Dr. Aggarwal is from Stanford University
More and more data is becoming available in digital form. While this has
enabled data mining tools to extract interesting and useful information
from the data, it has also created a growing threat to individual privacy.
I am interested in the question whether it is possible to protect privacy
of personal data without giving up the benefits of sharing information. In
this talk, I will present my work in two challenging areas of privacy
preservation.

My first topic is secure function evaluation. Consider several agencies
holding sensitive data. They wish to compute some function on the combined
data they hold, without revealing "too much" about their share of the
input. There exist generic protocols that can be used to compute any
function securely with polynomial overhead. However, this might be
impractical for large-sized inputs. This motivates the problem of devising
efficient protocols for frequently-used functions. I will describe
protocols for computing the median and the k-th ranked element of a set
shared by two or more parties. Our protocol has only a poly-logarithmic
overhead and is secure against malicious parties, too.

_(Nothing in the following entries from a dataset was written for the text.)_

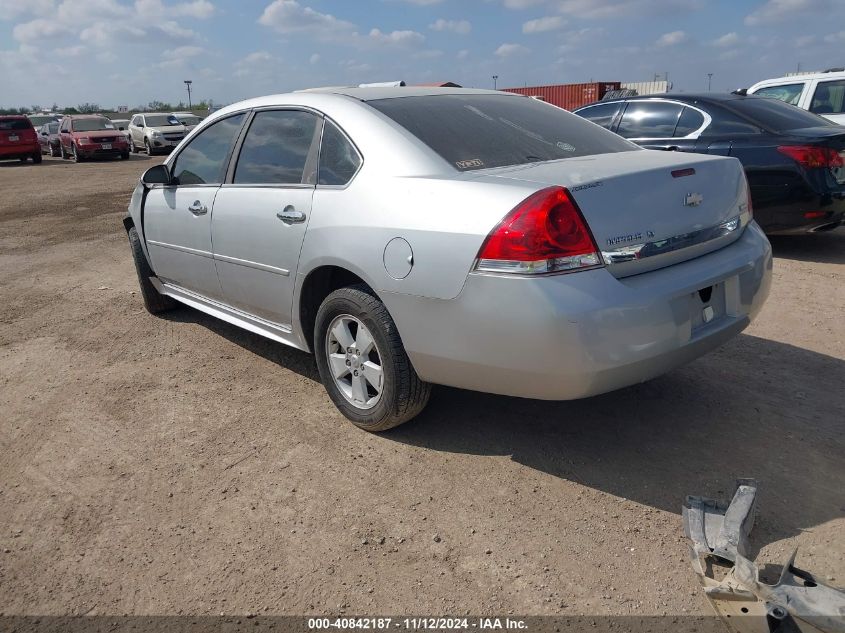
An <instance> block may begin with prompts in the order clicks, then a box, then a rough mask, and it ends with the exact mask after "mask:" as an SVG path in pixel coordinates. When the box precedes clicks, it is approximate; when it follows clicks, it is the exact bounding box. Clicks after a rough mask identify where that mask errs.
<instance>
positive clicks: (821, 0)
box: [745, 0, 831, 26]
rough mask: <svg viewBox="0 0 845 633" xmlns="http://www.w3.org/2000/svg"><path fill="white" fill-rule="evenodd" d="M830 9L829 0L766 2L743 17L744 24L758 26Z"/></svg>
mask: <svg viewBox="0 0 845 633" xmlns="http://www.w3.org/2000/svg"><path fill="white" fill-rule="evenodd" d="M830 8H831V2H830V0H767V1H766V3H765V4H763V6H761V7H760V8H758V9H756V10H755V11H752V12H751V13H749V14H748V15H747V16H746V17H745V23H746V24H748V25H749V26H758V25H760V24H770V23H773V22H782V21H784V20H787V19H789V18H791V17H794V16H796V15H799V14H806V13H808V12H814V13H816V12H817V13H823V12H825V11H828V10H829V9H830Z"/></svg>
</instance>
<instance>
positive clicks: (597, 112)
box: [576, 102, 624, 130]
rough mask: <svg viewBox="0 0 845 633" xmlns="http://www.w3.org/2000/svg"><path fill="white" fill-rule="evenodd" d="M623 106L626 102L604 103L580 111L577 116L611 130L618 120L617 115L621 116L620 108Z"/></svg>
mask: <svg viewBox="0 0 845 633" xmlns="http://www.w3.org/2000/svg"><path fill="white" fill-rule="evenodd" d="M622 105H624V102H617V103H602V104H599V105H595V106H590V107H588V108H583V109H581V110H578V112H576V114H577V115H578V116H580V117H583V118H585V119H587V120H588V121H592V122H593V123H595V124H596V125H601V126H602V127H603V128H605V129H606V130H609V129H610V128H611V127H613V122H614V120H615V119H616V115H617V114H619V108H620V107H621V106H622Z"/></svg>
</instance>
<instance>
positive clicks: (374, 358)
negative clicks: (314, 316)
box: [314, 285, 431, 432]
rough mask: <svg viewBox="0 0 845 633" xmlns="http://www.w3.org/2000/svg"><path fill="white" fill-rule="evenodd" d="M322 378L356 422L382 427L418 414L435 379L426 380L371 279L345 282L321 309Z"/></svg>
mask: <svg viewBox="0 0 845 633" xmlns="http://www.w3.org/2000/svg"><path fill="white" fill-rule="evenodd" d="M315 325H316V327H315V328H314V329H315V333H314V353H315V354H316V357H317V367H318V369H319V371H320V378H321V379H322V381H323V385H324V386H325V387H326V391H327V392H328V394H329V397H330V398H331V399H332V402H334V404H335V406H336V407H337V408H338V410H339V411H340V412H341V413H342V414H343V415H345V416H346V417H347V418H348V419H349V420H350V421H351V422H352V423H353V424H354V425H355V426H357V427H359V428H361V429H364V430H365V431H370V432H378V431H386V430H387V429H390V428H393V427H394V426H398V425H399V424H402V423H403V422H407V421H408V420H410V419H412V418H414V417H415V416H417V415H418V414H419V413H420V412H421V411H422V410H423V409H424V408H425V405H426V404H427V403H428V399H429V396H430V394H431V385H429V384H428V383H425V382H423V381H422V380H420V378H419V376H417V373H416V371H414V368H413V366H412V365H411V361H410V359H409V358H408V354H407V353H406V352H405V348H404V347H403V345H402V340H401V338H400V337H399V332H398V331H397V329H396V324H395V323H394V322H393V319H392V318H391V316H390V314H389V313H388V311H387V308H385V306H384V304H383V303H382V302H381V301H380V300H379V299H378V298H377V297H376V296H375V295H374V294H373V292H372V290H370V288H369V287H367V286H365V285H357V286H351V287H349V288H341V289H340V290H336V291H334V292H333V293H331V294H330V295H329V296H328V297H326V299H325V301H323V304H322V305H321V306H320V309H319V311H318V312H317V321H316V324H315Z"/></svg>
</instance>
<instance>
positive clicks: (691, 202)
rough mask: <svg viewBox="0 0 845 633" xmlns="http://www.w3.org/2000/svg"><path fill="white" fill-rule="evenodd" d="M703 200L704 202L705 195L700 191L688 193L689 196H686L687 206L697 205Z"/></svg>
mask: <svg viewBox="0 0 845 633" xmlns="http://www.w3.org/2000/svg"><path fill="white" fill-rule="evenodd" d="M702 202H704V196H702V195H701V194H700V193H688V194H687V197H686V198H684V206H685V207H697V206H698V205H700V204H701V203H702Z"/></svg>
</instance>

The second challenge we consider in this talk is how to release databases
containing sensitive information, e.g. medical databases. In order to
enable data mining and to compute interesting aggregates, trends or
patterns, e.g. epidemic outbreaks, the database owner might wish to
release a public version of the database. At the same time, any function
that compromises individual privacy should not be computable from the
released database. One notion that formalizes this trade-off between
privacy and utility is called "k-anonymity" (Sweeney 2002). The idea is to
hide database entries such that every individual is lost in a crowd of k
people. I will present the best known approximation algorithm for the
utility-maximization problem arising out of k-anonymity.